In the first half of 2025, DingTalk and Shandong Port Technology Group signed a strategic cooperation agreement, with the Zhixun project serving as a core component.
Li Zhengjun likens the collaboration to this: "DingTalk provides the foundation, and we help customers build a 'safety building' on top of it."
A Co-Creation Model: Experience × Tools × Organization
This collaboration represents a triangular co-creation model of "Experience–Tools–Organization":
On one side are technical leaders like Li Zhengjun, who leverage thirty years of frontline experience to precisely define problem boundaries;
On the other side is a general-purpose digital platform like DingTalk, providing modular capabilities such as process engines, mobile terminals, and AI;
On the third side are grassroots engineers and team leaders, who break down experience into nodes, conditions, and visuals, embedding these tools into the actual organizational workflows.
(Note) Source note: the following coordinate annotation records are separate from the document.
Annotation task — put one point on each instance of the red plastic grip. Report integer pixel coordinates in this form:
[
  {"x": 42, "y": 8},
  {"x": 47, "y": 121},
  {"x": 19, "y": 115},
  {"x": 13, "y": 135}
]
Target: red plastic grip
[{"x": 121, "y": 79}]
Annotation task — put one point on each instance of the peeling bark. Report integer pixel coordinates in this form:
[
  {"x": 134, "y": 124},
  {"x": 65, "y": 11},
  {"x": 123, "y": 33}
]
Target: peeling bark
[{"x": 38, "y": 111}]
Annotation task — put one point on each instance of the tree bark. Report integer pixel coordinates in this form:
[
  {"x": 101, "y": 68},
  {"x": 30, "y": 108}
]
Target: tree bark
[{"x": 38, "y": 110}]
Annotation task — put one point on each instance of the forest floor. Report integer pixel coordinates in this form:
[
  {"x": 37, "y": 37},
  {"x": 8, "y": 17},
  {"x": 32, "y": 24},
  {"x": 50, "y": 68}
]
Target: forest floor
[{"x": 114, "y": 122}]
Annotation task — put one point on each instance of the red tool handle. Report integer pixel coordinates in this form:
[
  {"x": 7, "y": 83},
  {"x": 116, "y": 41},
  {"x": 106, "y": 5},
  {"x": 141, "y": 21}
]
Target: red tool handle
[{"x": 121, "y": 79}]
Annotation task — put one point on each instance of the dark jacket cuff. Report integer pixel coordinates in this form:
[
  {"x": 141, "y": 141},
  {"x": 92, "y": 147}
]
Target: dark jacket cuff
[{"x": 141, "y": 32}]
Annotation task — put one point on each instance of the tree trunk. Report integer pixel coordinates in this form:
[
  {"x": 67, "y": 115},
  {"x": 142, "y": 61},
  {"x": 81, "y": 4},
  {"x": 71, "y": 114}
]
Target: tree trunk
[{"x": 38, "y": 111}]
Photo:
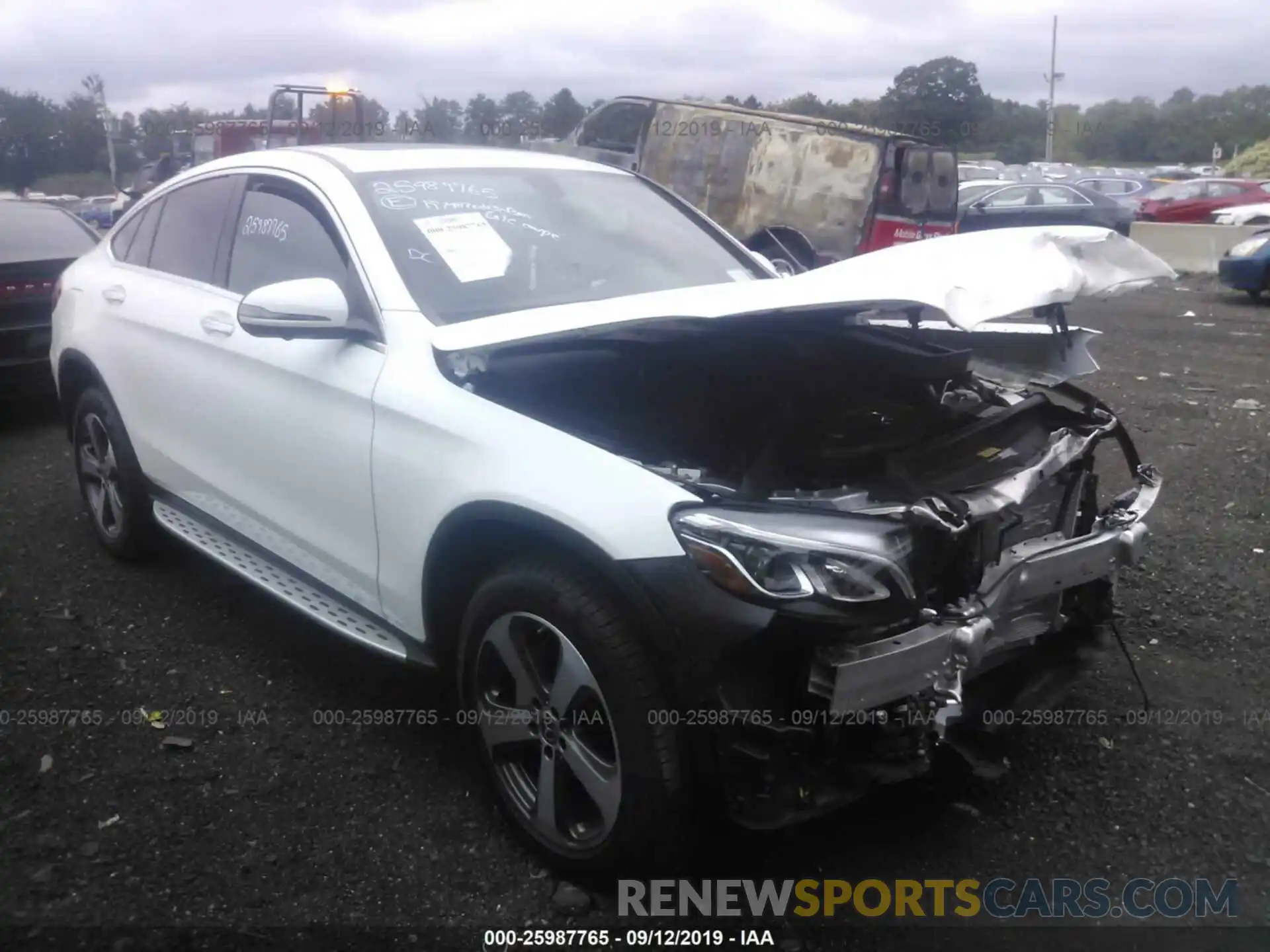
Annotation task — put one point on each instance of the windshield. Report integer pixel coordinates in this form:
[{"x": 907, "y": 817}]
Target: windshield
[{"x": 473, "y": 243}]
Looking Ahead to a Broader Future
This "DingTalk Photo Recording Method," which originated beside a conveyor belt, is evolving from a safety playbook for Shandong Port into a replicable "business recipe" applicable across multiple industries. It holds the potential to unleash greater social and economic value through market forces.
"It is our team's responsibility and mission to ensure that more companies see, hear, and believe in this methodology. The sooner it is adopted, the sooner it may prevent an accident or injury," Li Zhengjun said with confidence.